Часть пехоты исчезла неизвестно куда. Остатки стрелкового полка спешно окапывались неподалеку от орудийных позиций.

Политрук вылез из блиндажа и, поглядывая в небо, стал считать вражеские потери. Догорали три танка и бронетранспортер. В качестве трофея кроме стрелкового оружия достался легкий чешский танк с разбитой ходовой частью, но исправным орудием и двумя пулеметами.

Возле него возились бойцы. Кто-то предложил вырыть капонир и оборудовать бронированную огневую точку. В машине оставалось довольно много снарядов и патронов к пулеметам. Подошел подполковник, командир пехотного полка, оглядел суетившихся бойцов, политрука с открытым планшетом. Приказал провернуть башню, но ее от удара заклинило, она едва сдвигалась градусов на тридцать.

– Пулеметы снять, собрать патроны. Танк взорвать, – отрывисто командовал подполковник, а затем спросил политрука: – Что пишете, стихи, что ли?

– Никак нет, – растерянно заулыбался тот. – Подсчитываю вражеские потери.

– Большие потери-то?

– Три танка и бронетранспортер. Вот этот танк четвертый. Фрицев убитых почти полсотни.

– Значит, крепко шарахнули по врагу?

– Ничего, – осторожно ответил помощник по комсомолу.

– А наших не посчитал? Вон те, которые в степи лежат.

– Я ведь из артполка. Своих мы посчитали.

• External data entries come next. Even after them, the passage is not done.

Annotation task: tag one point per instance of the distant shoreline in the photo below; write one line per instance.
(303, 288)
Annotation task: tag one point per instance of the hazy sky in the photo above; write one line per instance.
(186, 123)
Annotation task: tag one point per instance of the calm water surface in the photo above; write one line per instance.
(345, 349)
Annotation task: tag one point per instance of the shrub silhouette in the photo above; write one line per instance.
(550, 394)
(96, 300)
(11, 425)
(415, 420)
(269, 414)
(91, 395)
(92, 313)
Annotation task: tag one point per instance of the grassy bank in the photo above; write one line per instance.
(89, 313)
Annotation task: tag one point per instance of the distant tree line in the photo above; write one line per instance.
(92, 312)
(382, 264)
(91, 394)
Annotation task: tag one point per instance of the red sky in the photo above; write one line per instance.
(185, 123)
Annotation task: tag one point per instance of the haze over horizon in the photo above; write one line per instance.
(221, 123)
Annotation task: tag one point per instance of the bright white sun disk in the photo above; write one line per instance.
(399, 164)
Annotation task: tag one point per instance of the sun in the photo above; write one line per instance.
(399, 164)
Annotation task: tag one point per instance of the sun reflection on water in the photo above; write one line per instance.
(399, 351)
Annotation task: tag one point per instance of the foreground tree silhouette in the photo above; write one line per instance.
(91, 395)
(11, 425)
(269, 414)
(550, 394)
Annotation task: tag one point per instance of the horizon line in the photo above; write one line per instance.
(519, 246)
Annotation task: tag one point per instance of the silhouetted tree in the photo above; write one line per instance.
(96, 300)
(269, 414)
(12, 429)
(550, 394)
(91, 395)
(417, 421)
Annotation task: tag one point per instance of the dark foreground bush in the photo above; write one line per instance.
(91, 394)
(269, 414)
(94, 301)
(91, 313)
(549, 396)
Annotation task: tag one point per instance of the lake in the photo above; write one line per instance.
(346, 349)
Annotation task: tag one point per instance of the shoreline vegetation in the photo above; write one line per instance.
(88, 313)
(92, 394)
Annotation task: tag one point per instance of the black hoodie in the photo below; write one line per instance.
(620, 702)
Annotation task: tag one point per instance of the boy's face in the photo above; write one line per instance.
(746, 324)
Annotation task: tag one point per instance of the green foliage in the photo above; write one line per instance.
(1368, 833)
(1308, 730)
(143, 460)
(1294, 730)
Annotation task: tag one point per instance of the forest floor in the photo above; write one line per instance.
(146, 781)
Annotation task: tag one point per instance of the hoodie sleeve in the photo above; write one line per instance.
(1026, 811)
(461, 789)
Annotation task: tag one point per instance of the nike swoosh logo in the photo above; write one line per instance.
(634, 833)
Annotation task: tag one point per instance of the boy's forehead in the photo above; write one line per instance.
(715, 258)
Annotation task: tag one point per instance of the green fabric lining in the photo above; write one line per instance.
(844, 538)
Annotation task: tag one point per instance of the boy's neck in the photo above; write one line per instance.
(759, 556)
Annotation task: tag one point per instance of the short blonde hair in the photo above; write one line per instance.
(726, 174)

– А эти, значит, чужие. Соседний стрелковый полк начисто выбили. У меня меньше половины людей осталось. Это уже сколько тысяч наберется? А ты шляешься со своим планшетом, три танка да взвод фрицев все считаешь. Иди, делом займись.

– Так точно, товарищ подполковник, – козырнул политрук и рысцой побежал к своему блиндажу.

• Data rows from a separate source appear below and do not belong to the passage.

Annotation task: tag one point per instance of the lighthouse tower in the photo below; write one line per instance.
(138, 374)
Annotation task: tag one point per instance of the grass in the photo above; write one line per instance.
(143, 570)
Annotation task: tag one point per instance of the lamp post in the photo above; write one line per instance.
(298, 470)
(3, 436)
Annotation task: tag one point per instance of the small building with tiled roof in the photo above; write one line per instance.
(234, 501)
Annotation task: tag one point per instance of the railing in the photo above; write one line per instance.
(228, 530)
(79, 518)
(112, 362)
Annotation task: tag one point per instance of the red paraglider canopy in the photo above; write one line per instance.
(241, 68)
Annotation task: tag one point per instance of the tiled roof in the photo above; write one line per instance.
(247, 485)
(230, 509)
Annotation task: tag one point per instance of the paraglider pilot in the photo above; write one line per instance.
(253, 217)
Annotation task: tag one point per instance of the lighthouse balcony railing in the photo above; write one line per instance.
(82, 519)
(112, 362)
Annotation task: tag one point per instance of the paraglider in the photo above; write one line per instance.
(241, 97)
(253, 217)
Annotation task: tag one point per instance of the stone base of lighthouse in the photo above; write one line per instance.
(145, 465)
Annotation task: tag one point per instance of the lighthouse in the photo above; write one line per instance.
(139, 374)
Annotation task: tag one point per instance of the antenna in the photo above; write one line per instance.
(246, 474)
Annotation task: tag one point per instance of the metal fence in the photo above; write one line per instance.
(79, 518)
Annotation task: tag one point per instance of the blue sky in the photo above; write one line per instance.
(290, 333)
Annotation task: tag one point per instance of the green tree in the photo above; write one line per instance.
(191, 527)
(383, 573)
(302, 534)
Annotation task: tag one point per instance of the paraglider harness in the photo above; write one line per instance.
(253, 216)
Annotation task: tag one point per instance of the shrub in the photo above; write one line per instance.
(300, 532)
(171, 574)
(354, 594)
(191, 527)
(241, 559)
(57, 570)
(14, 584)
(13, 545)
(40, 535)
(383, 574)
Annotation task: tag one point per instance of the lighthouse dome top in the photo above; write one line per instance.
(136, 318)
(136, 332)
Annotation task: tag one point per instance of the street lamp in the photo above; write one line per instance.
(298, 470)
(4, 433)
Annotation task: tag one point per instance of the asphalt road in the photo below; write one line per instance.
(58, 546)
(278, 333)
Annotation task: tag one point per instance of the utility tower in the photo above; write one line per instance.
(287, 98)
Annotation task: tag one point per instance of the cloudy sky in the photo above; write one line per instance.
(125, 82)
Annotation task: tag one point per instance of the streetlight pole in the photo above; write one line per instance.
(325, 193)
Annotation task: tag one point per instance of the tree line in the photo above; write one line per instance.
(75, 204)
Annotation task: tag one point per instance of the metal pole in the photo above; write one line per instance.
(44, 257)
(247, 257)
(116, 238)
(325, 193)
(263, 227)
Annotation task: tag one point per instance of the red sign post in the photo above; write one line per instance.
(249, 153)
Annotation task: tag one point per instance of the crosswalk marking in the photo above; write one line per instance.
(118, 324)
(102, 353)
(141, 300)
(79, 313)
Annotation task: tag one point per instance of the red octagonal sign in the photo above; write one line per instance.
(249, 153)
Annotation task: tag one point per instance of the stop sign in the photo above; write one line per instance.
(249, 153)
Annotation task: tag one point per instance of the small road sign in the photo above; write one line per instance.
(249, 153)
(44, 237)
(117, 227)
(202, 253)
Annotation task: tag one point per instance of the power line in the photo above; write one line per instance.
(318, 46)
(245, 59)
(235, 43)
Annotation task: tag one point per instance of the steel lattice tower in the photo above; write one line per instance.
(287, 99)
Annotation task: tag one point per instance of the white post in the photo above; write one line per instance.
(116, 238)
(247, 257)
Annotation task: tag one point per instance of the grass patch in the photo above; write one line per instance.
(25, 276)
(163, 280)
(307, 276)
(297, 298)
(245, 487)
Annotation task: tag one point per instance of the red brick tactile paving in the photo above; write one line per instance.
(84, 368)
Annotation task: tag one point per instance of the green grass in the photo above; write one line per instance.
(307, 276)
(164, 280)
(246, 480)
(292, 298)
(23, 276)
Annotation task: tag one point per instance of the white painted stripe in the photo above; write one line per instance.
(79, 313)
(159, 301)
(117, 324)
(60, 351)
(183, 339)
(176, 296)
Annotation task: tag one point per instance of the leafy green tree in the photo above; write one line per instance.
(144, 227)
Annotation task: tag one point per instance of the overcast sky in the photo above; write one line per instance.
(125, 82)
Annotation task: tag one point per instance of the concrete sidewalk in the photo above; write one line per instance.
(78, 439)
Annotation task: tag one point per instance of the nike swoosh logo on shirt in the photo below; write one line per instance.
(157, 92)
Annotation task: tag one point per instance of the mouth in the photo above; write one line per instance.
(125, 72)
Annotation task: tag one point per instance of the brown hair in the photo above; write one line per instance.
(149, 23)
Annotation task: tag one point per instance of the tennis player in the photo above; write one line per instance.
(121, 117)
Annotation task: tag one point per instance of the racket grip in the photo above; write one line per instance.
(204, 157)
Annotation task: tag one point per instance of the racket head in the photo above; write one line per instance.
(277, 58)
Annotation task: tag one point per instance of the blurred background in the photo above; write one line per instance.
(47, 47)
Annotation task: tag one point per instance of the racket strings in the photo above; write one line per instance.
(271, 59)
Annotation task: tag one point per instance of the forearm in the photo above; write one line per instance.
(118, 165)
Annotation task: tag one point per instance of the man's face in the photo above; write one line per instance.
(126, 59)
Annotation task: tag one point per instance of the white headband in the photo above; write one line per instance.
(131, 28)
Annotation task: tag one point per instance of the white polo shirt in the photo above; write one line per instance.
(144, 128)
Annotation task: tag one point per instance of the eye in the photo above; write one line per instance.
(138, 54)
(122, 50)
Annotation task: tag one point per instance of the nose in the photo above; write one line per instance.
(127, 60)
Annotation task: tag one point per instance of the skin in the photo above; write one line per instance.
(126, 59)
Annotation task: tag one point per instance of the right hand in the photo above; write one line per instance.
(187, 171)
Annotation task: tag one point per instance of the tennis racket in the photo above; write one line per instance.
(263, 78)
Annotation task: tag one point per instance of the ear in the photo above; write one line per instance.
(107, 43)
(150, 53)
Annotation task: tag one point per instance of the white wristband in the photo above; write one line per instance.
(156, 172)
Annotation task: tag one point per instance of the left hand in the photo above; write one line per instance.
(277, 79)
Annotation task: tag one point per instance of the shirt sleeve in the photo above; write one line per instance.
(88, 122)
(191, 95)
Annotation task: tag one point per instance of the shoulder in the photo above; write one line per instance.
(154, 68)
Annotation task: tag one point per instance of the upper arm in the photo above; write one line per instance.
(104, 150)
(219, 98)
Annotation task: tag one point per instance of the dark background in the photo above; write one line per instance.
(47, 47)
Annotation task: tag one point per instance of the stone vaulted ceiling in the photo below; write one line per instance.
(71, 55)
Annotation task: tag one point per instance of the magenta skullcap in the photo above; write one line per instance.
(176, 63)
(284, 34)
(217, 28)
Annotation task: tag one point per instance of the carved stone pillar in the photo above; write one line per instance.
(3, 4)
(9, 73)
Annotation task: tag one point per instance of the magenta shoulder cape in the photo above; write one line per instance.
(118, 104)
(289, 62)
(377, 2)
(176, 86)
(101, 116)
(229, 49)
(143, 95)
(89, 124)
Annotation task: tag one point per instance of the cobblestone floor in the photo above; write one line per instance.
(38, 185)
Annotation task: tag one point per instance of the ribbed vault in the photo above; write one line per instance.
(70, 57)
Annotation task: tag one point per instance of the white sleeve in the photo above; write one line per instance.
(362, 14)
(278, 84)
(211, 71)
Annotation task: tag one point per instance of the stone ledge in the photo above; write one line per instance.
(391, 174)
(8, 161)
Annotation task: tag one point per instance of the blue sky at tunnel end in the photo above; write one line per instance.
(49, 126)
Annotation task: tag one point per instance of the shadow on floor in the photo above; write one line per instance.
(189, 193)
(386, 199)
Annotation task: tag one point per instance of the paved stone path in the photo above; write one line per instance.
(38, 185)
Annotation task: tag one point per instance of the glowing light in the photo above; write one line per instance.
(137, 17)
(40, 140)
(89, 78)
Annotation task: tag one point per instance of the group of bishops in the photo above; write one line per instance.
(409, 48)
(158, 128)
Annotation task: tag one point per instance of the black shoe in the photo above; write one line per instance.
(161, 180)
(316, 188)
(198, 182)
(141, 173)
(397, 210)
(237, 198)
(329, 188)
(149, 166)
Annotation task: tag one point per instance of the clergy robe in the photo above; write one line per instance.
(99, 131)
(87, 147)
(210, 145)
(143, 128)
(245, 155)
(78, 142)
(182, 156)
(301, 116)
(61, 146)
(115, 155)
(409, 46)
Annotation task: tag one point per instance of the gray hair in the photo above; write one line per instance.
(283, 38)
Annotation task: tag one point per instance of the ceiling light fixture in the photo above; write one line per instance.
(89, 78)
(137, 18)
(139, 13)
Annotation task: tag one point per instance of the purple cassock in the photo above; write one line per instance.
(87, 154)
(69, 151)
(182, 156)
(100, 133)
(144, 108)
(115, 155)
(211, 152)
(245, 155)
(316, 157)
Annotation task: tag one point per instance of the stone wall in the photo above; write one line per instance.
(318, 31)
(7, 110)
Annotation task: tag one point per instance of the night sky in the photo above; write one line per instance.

Артиллеристы тоже понесли немалые потери. Все двенадцать трехдюймовых пушек по приказу командира дивизии были переброшены на передний край и, скорее всего, погибли в бою с прорвавшимися танками.

Из двадцати четырех гаубиц четырнадцать были разбиты. Еще две, получившие повреждения, вернули в строй, наскоро починив. Хоть и без прицелов, они могли вести огонь.

Восстанавливали, углубляли капониры, засыпанные землей, выкапывали ящики со снарядами возле обломков гаубиц, а рядом с ними тела погибших. Их было много. Саня уже начинал привыкать. Оттащил, взяв под мышки, мертвое тело артиллериста, мешавшее поднять ящик со снарядами.

Антон Роньшин взвалил на плечо ящик, а Чистякова позвал земляк, Гриша Волынов. Перехватил его напряженный взгляд, уставившийся в одну точку. На земле лежали два снаряда, ящик развалился, а на боеголовках и гильзах лежал непонятный комок, смешанный с землей, обрывки веревок, почему-то розовых.

Это были внутренности разорванного на части артиллериста. У Сани подступила к горлу тошнота, он с трудом сдержался, подобрал доску от ящика и сгреб комок в сторону.

– Бери один снаряд, я – другой.

Голос не повиновался, вырывалось шипение. Волынов его понял, осторожно поднял снаряд, стараясь не глядеть на буро-зеленые потеки на гильзе, понес свою ношу к временному складу.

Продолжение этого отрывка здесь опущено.